Needless to say, Cebury turned out to be the most fascinating person I’ve located on my tree. I would love to know more—especially about his time in Kansas and what happened to Elvira (neither his second wife nor his sojourn in the West were mentioned in his obituary or his pension application). At least this story answered a question for my brother: years before our father gave him a rifle that had been manufactured in Kansas in 1873. All my dad knew about the provenance was that his dad claimed it had belonged to someone in our family. So somehow our grandfather, who was only two when Cebury died, ended up with his grandfather’s rifle.

In hopes of learning more about Cebury, I decided to visit the New Castle Historical Society. Since I was going to be up there, I contacted Greenwood Cemetery and got the GPS coordinates to his grave. Unfortunately, there was nothing at the historical society and his headstone was weathered to illegibility.

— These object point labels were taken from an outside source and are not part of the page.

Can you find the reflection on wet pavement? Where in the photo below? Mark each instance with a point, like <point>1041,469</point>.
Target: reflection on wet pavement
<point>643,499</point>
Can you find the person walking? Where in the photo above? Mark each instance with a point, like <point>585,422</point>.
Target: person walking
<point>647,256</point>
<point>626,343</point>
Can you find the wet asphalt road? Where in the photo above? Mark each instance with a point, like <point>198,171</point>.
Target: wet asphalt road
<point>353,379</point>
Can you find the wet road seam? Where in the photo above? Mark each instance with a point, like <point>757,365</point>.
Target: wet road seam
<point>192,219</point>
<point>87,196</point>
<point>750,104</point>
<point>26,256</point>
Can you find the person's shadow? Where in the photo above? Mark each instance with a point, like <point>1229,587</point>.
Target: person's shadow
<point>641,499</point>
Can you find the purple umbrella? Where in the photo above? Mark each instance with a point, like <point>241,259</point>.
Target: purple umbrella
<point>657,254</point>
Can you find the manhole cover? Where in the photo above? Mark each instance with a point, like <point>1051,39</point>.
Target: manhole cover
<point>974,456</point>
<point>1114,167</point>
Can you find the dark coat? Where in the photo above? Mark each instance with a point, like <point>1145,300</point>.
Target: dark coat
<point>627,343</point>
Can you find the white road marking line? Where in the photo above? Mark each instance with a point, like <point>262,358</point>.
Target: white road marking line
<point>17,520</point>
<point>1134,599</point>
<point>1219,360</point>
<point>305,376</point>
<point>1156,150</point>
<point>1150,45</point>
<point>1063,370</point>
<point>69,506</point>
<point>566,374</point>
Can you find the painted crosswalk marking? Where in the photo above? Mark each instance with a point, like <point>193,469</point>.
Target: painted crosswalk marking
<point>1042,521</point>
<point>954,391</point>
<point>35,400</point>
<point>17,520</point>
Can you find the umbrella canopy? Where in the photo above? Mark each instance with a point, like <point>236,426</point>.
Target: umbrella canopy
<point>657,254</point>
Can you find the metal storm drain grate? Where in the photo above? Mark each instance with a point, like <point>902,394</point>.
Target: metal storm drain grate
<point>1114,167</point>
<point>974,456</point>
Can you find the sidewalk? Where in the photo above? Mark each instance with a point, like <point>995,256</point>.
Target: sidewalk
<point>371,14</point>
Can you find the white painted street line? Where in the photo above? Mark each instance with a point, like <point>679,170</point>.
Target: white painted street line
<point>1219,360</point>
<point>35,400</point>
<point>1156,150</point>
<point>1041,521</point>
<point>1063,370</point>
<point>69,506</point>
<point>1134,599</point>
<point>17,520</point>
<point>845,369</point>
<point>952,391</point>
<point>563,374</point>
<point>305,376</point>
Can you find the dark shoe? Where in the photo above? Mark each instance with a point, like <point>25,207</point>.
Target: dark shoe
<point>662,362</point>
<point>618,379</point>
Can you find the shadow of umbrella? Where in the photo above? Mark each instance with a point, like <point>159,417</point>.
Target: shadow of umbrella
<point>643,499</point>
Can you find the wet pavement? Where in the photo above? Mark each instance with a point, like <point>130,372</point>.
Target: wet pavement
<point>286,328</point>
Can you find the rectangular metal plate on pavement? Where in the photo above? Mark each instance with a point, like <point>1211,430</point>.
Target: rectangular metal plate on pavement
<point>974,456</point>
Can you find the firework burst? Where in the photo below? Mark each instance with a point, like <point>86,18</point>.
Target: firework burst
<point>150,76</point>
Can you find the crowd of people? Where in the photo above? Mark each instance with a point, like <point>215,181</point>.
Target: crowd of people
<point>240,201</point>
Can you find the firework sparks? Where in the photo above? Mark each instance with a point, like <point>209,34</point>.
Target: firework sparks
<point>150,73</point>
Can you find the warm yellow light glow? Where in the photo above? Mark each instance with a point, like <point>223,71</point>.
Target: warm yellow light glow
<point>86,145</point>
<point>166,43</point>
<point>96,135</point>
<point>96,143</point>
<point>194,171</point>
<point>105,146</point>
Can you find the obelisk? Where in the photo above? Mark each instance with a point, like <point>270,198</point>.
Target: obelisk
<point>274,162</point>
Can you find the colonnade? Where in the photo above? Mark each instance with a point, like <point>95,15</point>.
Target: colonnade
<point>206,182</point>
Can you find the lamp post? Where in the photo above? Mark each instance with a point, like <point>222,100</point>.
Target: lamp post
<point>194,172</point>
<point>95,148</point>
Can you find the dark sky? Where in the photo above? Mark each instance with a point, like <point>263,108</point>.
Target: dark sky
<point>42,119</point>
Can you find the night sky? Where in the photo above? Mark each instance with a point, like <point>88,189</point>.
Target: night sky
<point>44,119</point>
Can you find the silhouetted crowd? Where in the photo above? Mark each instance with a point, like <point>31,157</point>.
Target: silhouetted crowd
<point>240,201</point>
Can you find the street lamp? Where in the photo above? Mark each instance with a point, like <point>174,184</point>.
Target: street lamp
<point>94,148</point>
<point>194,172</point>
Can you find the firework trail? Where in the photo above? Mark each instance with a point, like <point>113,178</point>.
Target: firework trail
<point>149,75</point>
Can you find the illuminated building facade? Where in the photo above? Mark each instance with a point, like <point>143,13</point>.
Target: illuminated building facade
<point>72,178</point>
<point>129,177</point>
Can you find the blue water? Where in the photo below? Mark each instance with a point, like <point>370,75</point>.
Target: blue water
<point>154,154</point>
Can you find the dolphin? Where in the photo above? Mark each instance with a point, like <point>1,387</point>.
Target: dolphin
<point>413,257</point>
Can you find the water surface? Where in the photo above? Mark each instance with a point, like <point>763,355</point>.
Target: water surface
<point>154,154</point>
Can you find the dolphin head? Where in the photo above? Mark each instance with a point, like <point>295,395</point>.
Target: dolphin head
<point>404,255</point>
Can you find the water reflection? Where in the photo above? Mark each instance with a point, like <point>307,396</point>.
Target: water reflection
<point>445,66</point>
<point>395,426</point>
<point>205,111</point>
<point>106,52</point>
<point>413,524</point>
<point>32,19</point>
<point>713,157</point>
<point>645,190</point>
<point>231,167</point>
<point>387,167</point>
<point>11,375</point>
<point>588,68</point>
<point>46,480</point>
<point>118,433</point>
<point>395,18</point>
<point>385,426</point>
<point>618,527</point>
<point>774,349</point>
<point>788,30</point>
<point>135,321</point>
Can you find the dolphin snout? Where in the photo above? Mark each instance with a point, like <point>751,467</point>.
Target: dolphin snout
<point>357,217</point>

Knowing that the government will replace any veteran stone that is damaged or destroyed, I asked the cemetery caretakers if they’d install a new stone if I ordered one. They said yes and a few months later, on a cold November morning, I watched a replacement stone be installed above the grave of my great-great-great grandfather—a man I had never heard of just one year earlier.

This is just a smattering of the cool things I have uncovered. At this point I could probably stop researching as I have a very solid and very large tree for both my father’s and mother’s sides of the family—although a few branches still dead-end before they reach the Old Country. But there are still mysteries to solve and the digging is so much fun that I know it will be impossible to stop. Finding just one little nugget is a huge dopamine rush. In fact, I’ve had so much fun, I began investigating my husband’s family even though he has little interest in genealogy. I thought my Mayflower connection would be the most stunning thing I would ever unearth, until I discovered my husband and I are related. Twice. His mother is not only my mother’s eighth cousin once removed she is also my father’s tenth cousin once removed.

That’s the thing about genealogy… you never know what bizarre connection you will uncover.